Man cuts Canadian schoolgirl's hijab in 'cowardly' attack
An 11-year-old girl was assaulted in Toronto on Friday by a man who twice tried to cut off her hijab with scissors and then fled, police said.
Khawlah Noman told reporters that she was walking to school with her younger brother when the man came at her with scissors.
"He tried cutting (off) my hijab two times," she said. "I felt really scared and confused. I didn't feel comfortable that people are doing this."
Police described the assailant as an Asian male wearing a black hoodie and glasses. He was said to be about 20, nearly six feet tall and with a medium build.
Authorities are investigating the incident, which occurred at about 9am (2pm GMT) near the Pauline Johnson school in Toronto's east side, police spokeswoman Katrina Arrogante told AFP.
Constable Jenifferjit Sidhu told a press conference that Noman had turned and confronted her assailant, making loud noises to scare him off and then she ran away with her little brother in tow.
Afterward, according to Sidhu, the girl noticed a 12-inch cut from the bottom up on the back of her hijab.
She and her brother joined a group of other students also walking to school, for safety, but the siblings became separated from the group and from each other at an intersection crossing.
At that moment, less than 10 minutes after the first assault, the same man suddenly returned.
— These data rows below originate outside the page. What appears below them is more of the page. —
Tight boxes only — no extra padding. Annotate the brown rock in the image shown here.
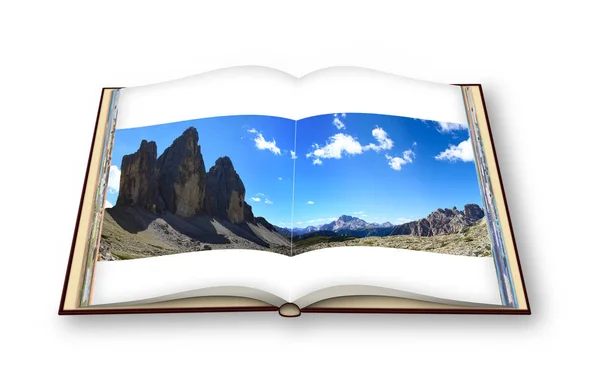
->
[205,156,251,224]
[115,140,165,214]
[464,203,485,224]
[156,127,207,217]
[389,204,485,237]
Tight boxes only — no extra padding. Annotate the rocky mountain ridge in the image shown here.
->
[280,217,395,236]
[116,127,256,225]
[278,204,485,239]
[101,127,290,260]
[389,204,484,236]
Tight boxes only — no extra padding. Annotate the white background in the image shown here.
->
[0,1,597,384]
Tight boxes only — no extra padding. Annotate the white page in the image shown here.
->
[92,247,501,307]
[115,66,466,130]
[298,66,467,125]
[115,66,298,130]
[288,247,501,307]
[92,250,290,306]
[94,66,499,307]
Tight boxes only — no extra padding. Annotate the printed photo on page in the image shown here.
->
[99,112,493,261]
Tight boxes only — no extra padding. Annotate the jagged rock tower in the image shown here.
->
[115,127,256,224]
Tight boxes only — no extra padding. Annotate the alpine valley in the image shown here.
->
[285,204,492,257]
[99,127,291,260]
[100,126,492,260]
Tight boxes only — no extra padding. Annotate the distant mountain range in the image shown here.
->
[277,204,485,239]
[275,216,394,236]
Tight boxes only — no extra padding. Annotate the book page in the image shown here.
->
[298,66,467,123]
[288,95,501,306]
[91,247,500,307]
[89,66,502,307]
[115,66,465,125]
[288,248,501,308]
[100,114,295,263]
[92,250,290,307]
[115,66,299,129]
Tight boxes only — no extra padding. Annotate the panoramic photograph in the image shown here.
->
[289,112,493,257]
[99,115,296,261]
[98,112,493,262]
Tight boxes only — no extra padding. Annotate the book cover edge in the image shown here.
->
[59,84,531,316]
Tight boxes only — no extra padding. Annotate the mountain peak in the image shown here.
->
[156,126,206,217]
[213,156,234,168]
[338,214,360,221]
[181,126,198,137]
[116,139,163,214]
[390,203,485,236]
[115,127,259,224]
[204,155,250,224]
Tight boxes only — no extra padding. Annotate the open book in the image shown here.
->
[59,66,530,316]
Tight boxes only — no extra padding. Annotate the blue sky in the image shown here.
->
[106,115,296,224]
[293,113,480,227]
[107,113,481,228]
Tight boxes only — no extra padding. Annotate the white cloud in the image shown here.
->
[386,156,404,170]
[307,133,363,161]
[385,149,415,171]
[435,138,474,162]
[306,127,401,165]
[257,192,265,196]
[333,117,346,130]
[105,200,113,209]
[291,150,297,159]
[254,133,281,155]
[437,121,468,133]
[307,201,314,205]
[278,177,283,180]
[363,126,394,152]
[353,211,366,215]
[107,165,120,193]
[265,199,273,204]
[403,149,415,162]
[296,221,303,225]
[247,128,257,133]
[251,197,261,202]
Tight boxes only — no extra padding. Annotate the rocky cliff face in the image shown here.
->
[390,204,485,236]
[116,140,165,214]
[464,203,485,223]
[116,127,258,224]
[255,216,276,232]
[243,202,256,224]
[156,127,206,217]
[204,156,251,224]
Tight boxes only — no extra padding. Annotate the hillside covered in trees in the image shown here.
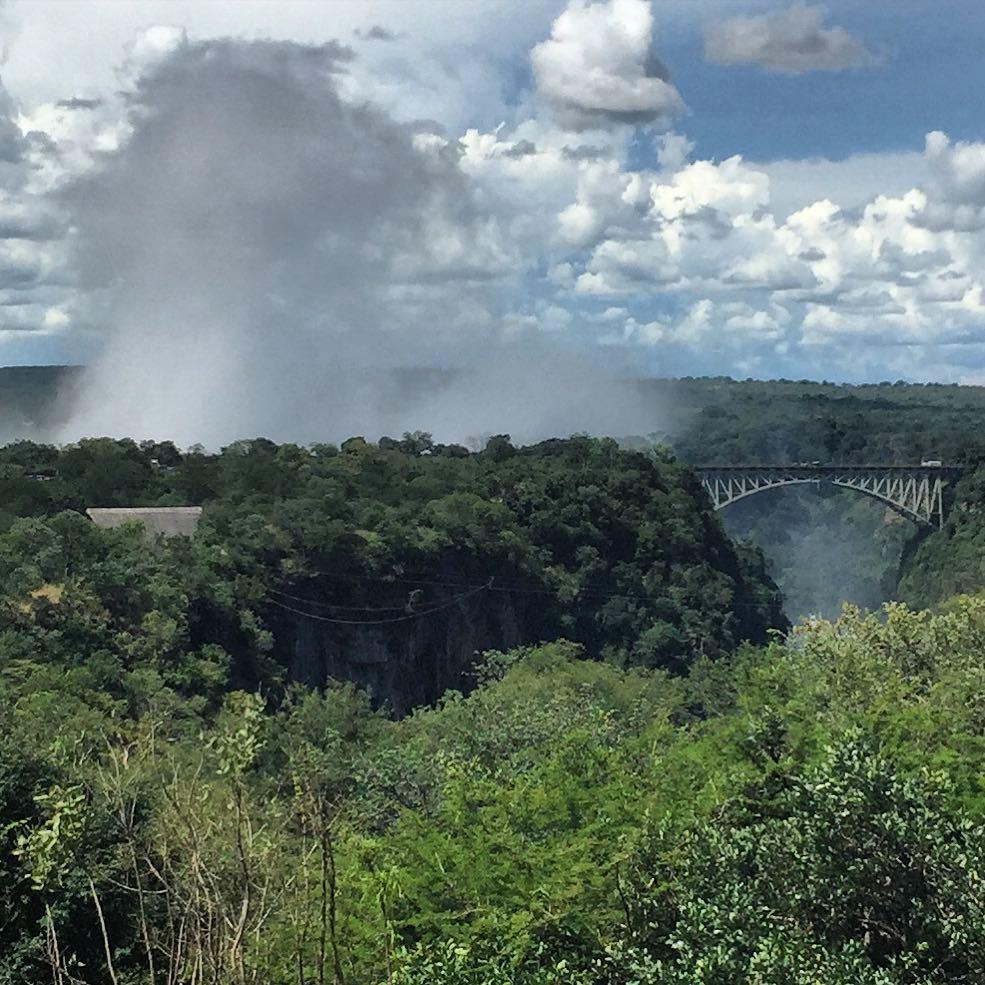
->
[641,377,985,618]
[653,376,985,465]
[6,386,985,981]
[13,365,985,620]
[5,572,985,982]
[9,367,985,619]
[0,434,783,709]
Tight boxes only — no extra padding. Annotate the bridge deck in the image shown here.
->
[694,464,963,474]
[692,464,963,528]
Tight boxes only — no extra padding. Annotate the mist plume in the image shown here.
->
[58,37,652,448]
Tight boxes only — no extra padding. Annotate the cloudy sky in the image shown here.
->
[2,0,985,439]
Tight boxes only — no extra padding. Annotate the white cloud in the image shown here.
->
[531,0,684,130]
[123,24,188,74]
[600,314,666,346]
[924,131,985,205]
[571,154,799,297]
[755,150,926,219]
[918,131,985,230]
[656,131,694,171]
[557,158,642,247]
[555,130,985,373]
[3,0,985,400]
[705,4,882,75]
[650,156,769,221]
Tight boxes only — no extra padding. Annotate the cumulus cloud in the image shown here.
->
[6,1,985,406]
[918,130,985,230]
[531,0,683,130]
[551,126,985,378]
[656,131,694,171]
[0,71,80,356]
[705,4,882,75]
[570,154,800,297]
[0,79,27,166]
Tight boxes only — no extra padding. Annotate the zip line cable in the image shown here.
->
[300,567,786,606]
[267,586,415,613]
[273,566,676,601]
[265,570,782,612]
[265,579,493,625]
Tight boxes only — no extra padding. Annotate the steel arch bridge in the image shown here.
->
[694,465,963,529]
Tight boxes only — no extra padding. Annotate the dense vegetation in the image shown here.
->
[14,366,985,617]
[651,376,985,465]
[898,466,985,609]
[13,366,985,618]
[7,375,985,980]
[0,434,783,709]
[639,377,985,618]
[6,584,985,982]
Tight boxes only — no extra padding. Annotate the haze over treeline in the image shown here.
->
[52,40,655,447]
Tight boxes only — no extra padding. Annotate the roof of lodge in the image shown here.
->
[86,506,203,538]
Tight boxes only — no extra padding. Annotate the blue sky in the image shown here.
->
[3,0,985,437]
[679,1,985,161]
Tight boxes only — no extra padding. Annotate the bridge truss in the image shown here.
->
[694,465,962,528]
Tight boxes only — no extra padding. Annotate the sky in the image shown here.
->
[2,0,985,441]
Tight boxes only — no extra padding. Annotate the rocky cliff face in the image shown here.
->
[277,591,525,714]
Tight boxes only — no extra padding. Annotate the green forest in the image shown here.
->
[9,367,985,618]
[6,375,985,981]
[641,376,985,619]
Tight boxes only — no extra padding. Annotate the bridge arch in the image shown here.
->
[693,465,961,529]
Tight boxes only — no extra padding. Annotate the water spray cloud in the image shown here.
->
[58,36,652,447]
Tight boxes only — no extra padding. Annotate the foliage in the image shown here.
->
[0,435,785,713]
[6,406,985,980]
[898,466,985,608]
[2,595,985,980]
[652,376,985,467]
[638,376,985,619]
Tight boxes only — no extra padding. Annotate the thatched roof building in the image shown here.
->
[86,507,202,538]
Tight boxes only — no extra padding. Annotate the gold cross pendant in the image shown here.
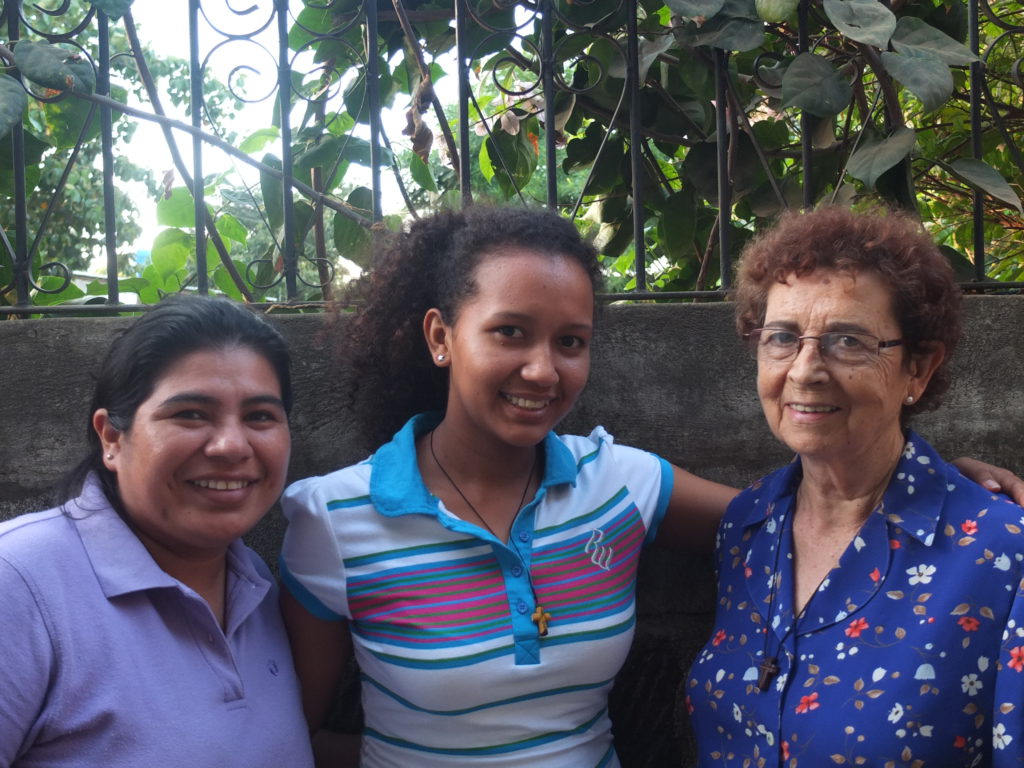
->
[531,605,551,636]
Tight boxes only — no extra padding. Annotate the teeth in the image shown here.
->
[790,404,837,413]
[192,479,249,490]
[505,394,548,410]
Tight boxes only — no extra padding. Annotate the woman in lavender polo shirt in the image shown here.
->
[0,297,312,768]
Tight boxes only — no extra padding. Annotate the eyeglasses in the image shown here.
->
[745,328,903,367]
Smiling, he allegedly tried again to cut off her hijab, before fleeing.
"This is a cowardly act of hatred. It does not represent who we are (as Canadians)," Ontario Premier Kathleen Wynne said in a Twitter message.
"We must stand firm in our support of this young girl who was assaulted simply for wearing a hijab," she said.
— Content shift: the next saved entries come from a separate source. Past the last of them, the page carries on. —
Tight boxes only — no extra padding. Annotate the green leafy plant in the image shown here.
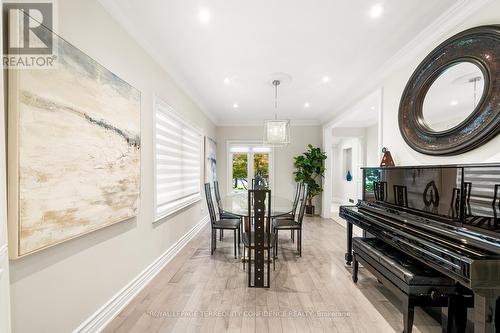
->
[293,144,327,206]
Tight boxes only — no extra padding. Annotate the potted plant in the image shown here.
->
[293,144,327,216]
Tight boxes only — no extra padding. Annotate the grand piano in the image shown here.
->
[340,164,500,333]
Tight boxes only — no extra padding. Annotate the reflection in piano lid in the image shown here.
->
[362,165,500,235]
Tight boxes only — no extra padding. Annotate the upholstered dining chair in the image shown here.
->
[204,183,241,258]
[214,181,241,219]
[213,180,242,241]
[273,184,308,257]
[274,182,302,242]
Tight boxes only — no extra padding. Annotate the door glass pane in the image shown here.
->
[253,153,269,189]
[232,153,248,191]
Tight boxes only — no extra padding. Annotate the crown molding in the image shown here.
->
[321,0,493,126]
[97,0,219,125]
[216,119,321,127]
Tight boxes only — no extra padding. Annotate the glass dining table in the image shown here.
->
[221,192,293,217]
[220,191,294,268]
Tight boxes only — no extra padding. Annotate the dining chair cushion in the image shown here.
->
[272,218,301,229]
[213,219,240,229]
[220,211,241,219]
[242,232,276,248]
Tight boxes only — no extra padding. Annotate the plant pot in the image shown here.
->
[306,205,315,216]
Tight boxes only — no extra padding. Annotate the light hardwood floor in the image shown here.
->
[104,217,442,333]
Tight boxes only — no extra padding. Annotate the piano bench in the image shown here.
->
[352,237,464,333]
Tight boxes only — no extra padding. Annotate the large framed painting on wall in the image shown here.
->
[204,137,217,183]
[7,22,141,258]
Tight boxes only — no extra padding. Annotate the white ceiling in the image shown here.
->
[99,0,461,125]
[331,89,381,129]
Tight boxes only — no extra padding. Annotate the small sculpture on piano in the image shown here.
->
[380,147,395,167]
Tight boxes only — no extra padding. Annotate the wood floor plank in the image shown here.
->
[105,217,443,333]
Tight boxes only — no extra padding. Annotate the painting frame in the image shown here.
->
[6,19,141,259]
[204,136,217,184]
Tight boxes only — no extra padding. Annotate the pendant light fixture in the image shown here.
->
[263,80,290,146]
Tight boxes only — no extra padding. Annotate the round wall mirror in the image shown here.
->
[422,62,485,132]
[399,25,500,156]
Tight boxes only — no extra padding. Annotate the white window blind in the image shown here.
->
[154,97,201,220]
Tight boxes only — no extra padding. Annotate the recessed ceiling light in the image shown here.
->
[370,106,375,110]
[224,77,230,84]
[322,76,330,83]
[233,103,239,108]
[370,4,384,18]
[199,8,210,23]
[304,102,310,108]
[451,100,458,106]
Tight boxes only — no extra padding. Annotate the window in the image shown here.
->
[154,97,202,220]
[228,142,272,193]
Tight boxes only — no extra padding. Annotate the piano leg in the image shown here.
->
[402,297,415,333]
[473,290,500,333]
[455,295,468,333]
[345,221,353,265]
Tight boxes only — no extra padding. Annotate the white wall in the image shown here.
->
[216,125,323,210]
[381,0,500,165]
[365,125,379,167]
[6,1,215,332]
[332,125,378,203]
[332,138,361,205]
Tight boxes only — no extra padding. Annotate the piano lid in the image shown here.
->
[362,164,500,236]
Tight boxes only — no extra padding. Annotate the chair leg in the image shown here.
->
[291,230,294,243]
[247,248,251,275]
[300,229,302,256]
[238,226,241,246]
[273,245,276,271]
[211,229,215,255]
[298,229,302,256]
[234,229,237,258]
[220,229,223,241]
[402,298,415,333]
[243,247,246,271]
[276,230,279,257]
[352,255,359,283]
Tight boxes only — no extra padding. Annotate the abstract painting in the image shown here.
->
[204,137,217,184]
[7,28,141,258]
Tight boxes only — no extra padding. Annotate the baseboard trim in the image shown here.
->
[74,215,209,333]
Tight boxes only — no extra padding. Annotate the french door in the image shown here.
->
[228,142,273,193]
The school serves nearly 300 kindergarten to grade six students "of diverse cultural and socio-economic backgrounds," according to the local school board.
More than two-thirds speak a language other than English at home.
Hate crimes targeting Muslims doubled between 2012 and 2014 across Canada, and in January last year six Muslim men were killed in an attack on a Quebec City mosque.
Community members called for greater action to combat hate speech, and in March, Canada's parliament passed a motion condemning Islamophobia and all other forms of systemic racism.
Canada also vowed to open its arms to Muslim refugees after Trump's controversial immigration ban prompted outrage around the world.
Last month, a legal challenge forced Quebec to suspend plans to ban the niqab face veil.